Experimental determination of efficiency of capping materials during consolidation of metal-contaminated dredged material

Abstract

Capping has received considerable attention as a method to reduce contaminant transport from contaminated sediments and sub-aqueous disposed dredged materials. Consolidation of dredged material after capping can result in a substantial advection of pore water, into or through the capping layer. The effect of two different capping materials (crushed limestone and gneiss) on the transport of heavy metals and phosphorus during consolidation was studied with a novel experimental design. Capped dredged material was placed in a consolidation cell and pore water expelled during the consolidation was collected for chemical analysis. To support interpretation of the results from this test, interactions between the capping material and the dredged material were also studied in batch tests. The study revealed large differences in the capping efficiency (CE) between the two materials.

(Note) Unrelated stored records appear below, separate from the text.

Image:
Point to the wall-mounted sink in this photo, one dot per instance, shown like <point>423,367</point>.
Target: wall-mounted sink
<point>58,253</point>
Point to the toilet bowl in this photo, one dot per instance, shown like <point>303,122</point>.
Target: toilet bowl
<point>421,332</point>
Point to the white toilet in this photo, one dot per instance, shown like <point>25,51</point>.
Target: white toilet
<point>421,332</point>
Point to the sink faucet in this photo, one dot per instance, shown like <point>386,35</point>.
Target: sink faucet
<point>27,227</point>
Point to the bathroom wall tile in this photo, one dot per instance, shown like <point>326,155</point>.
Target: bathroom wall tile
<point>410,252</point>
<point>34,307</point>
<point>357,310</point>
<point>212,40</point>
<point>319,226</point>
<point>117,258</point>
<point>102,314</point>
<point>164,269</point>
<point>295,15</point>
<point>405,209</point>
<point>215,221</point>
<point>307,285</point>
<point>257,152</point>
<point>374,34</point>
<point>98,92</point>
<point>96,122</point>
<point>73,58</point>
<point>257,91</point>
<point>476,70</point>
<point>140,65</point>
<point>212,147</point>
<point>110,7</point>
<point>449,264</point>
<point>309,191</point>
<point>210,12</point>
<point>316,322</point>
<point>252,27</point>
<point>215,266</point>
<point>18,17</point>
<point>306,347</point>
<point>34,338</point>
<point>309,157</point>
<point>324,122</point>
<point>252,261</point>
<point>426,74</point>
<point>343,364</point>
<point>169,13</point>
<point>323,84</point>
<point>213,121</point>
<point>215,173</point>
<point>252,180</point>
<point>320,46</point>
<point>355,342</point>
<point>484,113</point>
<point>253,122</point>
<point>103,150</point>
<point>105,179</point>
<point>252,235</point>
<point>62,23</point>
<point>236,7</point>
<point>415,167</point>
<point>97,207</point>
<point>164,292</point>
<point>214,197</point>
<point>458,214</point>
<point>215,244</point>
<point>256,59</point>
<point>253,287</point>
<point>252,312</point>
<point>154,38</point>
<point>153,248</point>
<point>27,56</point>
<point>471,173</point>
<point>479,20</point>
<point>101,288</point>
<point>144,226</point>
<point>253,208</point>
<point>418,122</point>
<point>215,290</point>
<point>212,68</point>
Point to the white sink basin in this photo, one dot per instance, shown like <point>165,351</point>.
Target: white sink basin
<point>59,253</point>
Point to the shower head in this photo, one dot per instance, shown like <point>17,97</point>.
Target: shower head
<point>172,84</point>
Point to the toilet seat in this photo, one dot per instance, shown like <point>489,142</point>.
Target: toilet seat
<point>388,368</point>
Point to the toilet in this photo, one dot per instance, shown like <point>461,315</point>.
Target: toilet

Both materials were efficient caps for Fe and P (CE > 99% with 2 cm cap), while limestone also was efficient for Mn (CE > 92% with 2 cm cap). Contrary to what was expected, capping of dredged material with crushed gneiss increased the release of Ca, Mn, Co, Ni, Cd, and Cu, resulting in negative CE. The batch tests showed that leaching from the crushed gneiss was the source of the observed release of metals. The results also show that the high concentrations of heavy metals in the dredged material were immobilised, probably by sulphides. Protection against re-suspension and oxidation will therefore in many cases be the most important effect of the cap.